An der Germeringer Kleinfeldstraße

Eltern parken ohne jede Rücksicht: Vor dieser Schule herrscht Krieg

Vor der Kleinfeldschule herrscht jeden Morgen Krieg. Zahlreiche Eltern ignorieren alle Verkehrsregeln, wenn sie ihre Kinder zur Schule fahren. Die Schule, der Elternbeirat und die Polizei sind alarmiert, aber ratlos. Für die Kinder wird es gefährlich.

Germering– An der Bushaltestelle vor der Grundschule an der Kleinfeldstraße herrscht Parkverbot. Dennoch stehen hier jeden Morgen Autos von Eltern, die ihre Kinder in die Schule bringen. Ist die Bushaltestelle voll, parken die Eltern quer am Ende, halb auf der Spur. Oder in zweiter Reihe auf der engen Straße.

Unfälle sind so vorprogrammiert. Hinter den Autos sieht man die Grundschüler kaum, auch ihr Blick auf die Straße ist versperrt. Unlängst fuhr eine Radfahrerin in einen Erstklässler, den sie im Verkehrschaos übersehen hatte. Das alarmierte den Elternbeirat. „So kann es nicht weitergehen“, meint Vorsitzende Lioba Schill. Julia Vannemann, im Beirat für Öffentlichkeitsarbeit zuständig, ergänzt: „Wir hören laufend Geschichten, in denen Kinder knapp Unfällen entgingen. Es muss sich etwas ändern, bevor wir einmal weniger Glück haben.“

Die Töchter von Vannemann und Schill, die die Grundschule besuchen, sind sich sicher: „Die Autos sehen uns einfach nicht.“ Besonders wenn die Eltern nach dem Entladen der Kinder hektisch weiter wollen, wird es oft eng. Viele wenden an Ort und Stelle, ohne Rücksicht auf den Gegenverkehr. Manche fahren rückwärts auf den Bürgersteig, übersehen dabei leicht die Grundschüler. Einige der Eltern parken vor der Schule, steigen aus und bringen ihre Kleinen bis zur Tür – das Auto bleibt derweil mit laufendem Motor auf der Straße stehen. „Die stinken“, sagt eine der Töchter von Lioba Schill. Sie kommt wie viele andere zur Schule, bevor die Türen geöffnet werden, und unterhält sich mit ihren Freunden. Wenige Meter daneben nerven die wartenden Autos sie mit Abgasen.

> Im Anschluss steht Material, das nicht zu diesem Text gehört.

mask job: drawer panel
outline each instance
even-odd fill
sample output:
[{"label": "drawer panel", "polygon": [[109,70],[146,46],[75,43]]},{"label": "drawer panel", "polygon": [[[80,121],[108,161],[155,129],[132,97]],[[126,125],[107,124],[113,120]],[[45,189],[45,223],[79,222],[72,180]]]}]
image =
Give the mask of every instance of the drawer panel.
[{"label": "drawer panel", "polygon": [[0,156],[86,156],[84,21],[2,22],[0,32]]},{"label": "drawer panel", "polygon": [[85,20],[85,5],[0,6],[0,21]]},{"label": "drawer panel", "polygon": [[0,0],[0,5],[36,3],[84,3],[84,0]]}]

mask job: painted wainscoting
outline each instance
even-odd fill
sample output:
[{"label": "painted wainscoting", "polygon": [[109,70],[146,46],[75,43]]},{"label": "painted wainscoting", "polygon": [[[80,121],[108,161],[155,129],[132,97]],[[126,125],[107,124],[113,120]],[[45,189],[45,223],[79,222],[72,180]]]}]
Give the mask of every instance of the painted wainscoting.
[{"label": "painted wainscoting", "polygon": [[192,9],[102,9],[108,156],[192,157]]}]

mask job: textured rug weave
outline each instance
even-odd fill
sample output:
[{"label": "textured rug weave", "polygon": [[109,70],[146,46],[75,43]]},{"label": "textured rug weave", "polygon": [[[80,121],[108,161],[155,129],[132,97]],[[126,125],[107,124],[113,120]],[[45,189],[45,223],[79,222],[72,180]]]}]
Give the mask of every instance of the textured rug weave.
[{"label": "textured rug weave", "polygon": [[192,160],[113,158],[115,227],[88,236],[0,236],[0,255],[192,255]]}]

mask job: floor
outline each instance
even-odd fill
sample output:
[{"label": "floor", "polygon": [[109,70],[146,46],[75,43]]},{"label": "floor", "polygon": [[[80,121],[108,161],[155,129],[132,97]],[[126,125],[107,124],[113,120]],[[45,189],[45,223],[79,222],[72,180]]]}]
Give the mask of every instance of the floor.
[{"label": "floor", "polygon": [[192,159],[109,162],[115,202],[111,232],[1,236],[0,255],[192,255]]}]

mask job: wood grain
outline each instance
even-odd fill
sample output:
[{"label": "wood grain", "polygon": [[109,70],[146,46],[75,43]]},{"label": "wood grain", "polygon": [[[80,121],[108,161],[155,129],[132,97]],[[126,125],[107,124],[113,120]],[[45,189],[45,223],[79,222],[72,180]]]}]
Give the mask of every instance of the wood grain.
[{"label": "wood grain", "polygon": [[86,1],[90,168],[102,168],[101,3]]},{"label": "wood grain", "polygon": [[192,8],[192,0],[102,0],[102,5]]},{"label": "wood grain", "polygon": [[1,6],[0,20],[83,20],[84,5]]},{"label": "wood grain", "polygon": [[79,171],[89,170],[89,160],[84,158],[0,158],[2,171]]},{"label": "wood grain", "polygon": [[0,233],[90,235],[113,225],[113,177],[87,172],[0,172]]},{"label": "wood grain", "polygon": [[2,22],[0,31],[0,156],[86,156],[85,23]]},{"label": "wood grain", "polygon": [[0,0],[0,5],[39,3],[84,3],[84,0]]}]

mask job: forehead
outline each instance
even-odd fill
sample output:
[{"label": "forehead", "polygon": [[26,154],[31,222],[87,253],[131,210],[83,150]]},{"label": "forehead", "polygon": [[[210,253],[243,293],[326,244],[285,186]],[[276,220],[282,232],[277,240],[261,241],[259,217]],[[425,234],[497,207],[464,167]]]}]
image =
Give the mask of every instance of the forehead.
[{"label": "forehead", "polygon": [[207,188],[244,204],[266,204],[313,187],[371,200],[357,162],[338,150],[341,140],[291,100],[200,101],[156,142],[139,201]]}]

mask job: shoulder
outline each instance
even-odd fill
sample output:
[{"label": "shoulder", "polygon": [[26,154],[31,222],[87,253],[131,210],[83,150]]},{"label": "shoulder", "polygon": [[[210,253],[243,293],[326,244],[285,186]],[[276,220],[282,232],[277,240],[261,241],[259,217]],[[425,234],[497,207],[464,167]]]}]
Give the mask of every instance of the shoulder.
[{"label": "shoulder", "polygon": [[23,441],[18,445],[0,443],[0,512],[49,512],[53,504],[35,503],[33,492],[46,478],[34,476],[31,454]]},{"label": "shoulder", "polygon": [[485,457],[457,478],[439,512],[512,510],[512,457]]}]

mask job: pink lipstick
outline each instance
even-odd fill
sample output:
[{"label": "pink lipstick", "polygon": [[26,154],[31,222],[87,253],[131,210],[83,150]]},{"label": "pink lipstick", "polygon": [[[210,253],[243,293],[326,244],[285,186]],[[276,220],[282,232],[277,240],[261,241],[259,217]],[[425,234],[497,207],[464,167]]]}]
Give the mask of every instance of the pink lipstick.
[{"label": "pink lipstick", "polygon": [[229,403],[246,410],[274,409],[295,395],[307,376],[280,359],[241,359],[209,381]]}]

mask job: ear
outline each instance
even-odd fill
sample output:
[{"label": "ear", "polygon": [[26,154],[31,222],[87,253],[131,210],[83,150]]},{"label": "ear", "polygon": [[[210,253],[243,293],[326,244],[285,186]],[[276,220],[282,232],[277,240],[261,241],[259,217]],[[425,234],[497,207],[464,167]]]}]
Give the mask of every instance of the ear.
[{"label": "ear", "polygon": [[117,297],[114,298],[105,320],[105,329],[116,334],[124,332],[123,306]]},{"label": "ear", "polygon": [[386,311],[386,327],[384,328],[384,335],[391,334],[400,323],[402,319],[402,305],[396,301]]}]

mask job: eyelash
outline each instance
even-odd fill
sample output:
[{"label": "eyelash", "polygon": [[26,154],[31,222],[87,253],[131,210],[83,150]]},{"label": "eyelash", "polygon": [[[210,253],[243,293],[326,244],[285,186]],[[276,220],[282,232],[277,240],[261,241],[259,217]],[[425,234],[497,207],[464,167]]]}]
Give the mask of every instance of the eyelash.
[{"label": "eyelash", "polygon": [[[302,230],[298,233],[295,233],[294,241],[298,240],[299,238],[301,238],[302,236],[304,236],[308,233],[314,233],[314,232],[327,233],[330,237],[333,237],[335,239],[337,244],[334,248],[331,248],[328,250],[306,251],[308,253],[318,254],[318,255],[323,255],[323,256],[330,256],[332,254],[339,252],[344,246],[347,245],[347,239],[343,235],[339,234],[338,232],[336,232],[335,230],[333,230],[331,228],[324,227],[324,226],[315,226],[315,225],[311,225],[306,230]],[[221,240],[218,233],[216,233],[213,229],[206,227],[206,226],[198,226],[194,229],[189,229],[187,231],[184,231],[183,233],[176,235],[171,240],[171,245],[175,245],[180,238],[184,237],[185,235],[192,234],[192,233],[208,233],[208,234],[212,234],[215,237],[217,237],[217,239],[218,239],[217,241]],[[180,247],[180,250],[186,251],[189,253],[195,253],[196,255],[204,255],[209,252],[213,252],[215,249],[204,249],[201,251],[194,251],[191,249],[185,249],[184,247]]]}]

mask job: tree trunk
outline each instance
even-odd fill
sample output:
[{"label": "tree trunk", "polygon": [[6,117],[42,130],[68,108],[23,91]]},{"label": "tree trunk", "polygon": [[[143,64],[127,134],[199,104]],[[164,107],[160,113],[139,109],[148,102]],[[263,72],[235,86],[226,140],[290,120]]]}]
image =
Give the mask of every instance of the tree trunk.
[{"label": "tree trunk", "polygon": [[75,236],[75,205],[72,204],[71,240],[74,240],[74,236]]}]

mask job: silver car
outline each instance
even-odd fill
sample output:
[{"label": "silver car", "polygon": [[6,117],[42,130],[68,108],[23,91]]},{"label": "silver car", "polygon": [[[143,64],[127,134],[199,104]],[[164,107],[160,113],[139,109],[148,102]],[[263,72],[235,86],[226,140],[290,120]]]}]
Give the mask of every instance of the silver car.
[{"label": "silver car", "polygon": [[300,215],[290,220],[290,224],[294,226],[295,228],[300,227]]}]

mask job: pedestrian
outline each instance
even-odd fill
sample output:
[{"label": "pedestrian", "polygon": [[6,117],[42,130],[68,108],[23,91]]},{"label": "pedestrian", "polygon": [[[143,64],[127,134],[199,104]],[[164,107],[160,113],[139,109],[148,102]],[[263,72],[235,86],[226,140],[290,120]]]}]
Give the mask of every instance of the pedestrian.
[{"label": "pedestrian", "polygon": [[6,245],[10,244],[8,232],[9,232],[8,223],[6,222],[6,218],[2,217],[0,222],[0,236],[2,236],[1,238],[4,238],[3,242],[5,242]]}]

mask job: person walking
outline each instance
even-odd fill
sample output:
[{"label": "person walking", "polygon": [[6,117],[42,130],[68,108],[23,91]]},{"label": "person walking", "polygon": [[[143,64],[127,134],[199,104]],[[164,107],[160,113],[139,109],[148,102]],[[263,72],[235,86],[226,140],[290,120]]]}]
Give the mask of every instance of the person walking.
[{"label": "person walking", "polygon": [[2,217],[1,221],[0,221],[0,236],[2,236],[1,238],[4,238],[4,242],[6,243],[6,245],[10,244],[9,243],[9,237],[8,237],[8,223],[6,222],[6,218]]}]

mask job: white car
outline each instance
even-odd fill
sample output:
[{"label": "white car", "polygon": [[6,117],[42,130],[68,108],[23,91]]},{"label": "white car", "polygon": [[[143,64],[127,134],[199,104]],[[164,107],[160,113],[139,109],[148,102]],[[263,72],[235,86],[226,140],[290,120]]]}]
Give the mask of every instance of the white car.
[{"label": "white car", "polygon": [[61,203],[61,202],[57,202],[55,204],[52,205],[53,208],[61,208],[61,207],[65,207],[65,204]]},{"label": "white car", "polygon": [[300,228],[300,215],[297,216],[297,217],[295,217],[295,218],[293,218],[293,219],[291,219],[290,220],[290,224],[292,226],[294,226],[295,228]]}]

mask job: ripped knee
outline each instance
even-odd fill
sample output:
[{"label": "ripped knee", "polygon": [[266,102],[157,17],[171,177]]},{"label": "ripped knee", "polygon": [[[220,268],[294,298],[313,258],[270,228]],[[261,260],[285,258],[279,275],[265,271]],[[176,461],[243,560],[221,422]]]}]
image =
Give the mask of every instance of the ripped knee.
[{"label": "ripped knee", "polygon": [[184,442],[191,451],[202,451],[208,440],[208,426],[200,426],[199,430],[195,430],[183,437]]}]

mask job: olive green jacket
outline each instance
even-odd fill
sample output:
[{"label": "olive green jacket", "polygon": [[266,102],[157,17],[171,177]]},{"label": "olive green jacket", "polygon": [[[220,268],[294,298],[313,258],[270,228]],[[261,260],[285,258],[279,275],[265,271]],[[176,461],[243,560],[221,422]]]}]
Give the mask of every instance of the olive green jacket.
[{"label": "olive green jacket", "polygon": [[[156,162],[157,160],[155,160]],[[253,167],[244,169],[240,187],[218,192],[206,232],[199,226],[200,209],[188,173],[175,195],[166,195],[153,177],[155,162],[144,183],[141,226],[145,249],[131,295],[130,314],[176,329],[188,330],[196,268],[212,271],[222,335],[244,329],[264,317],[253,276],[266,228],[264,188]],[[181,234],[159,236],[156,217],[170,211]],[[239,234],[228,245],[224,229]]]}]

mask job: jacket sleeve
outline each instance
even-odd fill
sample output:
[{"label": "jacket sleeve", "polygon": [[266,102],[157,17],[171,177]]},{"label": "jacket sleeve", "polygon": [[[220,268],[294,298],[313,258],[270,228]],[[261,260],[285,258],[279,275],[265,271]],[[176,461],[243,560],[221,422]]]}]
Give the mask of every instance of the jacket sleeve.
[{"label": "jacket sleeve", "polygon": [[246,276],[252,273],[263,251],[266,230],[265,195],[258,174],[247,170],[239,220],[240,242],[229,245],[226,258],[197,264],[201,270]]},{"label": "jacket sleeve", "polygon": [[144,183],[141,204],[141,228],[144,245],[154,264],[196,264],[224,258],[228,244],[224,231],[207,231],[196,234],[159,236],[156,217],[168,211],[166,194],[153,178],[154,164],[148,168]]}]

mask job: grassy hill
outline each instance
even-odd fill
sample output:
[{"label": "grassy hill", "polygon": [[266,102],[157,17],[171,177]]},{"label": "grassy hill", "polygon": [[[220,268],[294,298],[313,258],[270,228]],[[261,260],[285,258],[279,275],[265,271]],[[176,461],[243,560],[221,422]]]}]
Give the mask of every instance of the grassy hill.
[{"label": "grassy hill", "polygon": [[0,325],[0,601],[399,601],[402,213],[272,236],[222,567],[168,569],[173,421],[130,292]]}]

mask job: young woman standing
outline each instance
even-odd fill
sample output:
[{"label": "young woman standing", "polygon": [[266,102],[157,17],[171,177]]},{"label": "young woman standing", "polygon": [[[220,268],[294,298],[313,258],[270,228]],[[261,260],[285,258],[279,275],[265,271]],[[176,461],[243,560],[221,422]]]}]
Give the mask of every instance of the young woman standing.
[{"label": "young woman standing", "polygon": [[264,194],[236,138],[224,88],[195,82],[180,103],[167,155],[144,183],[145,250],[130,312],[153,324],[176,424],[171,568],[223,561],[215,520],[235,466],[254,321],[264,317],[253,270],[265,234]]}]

„Manche Eltern wollen ihre Kinder am liebsten bis zur Schultür fahren“, meint Schill. Während des Gesprächs steht eine Mutter 20 Minuten an dem Bushaltestreifen und lässt ihr Kind erst pünktlich zum Einlass aus dem Auto. Der Volksfestplatz, dort gibt es viele legale Parkplätze, ist nur wenige hundert Meter entfernt.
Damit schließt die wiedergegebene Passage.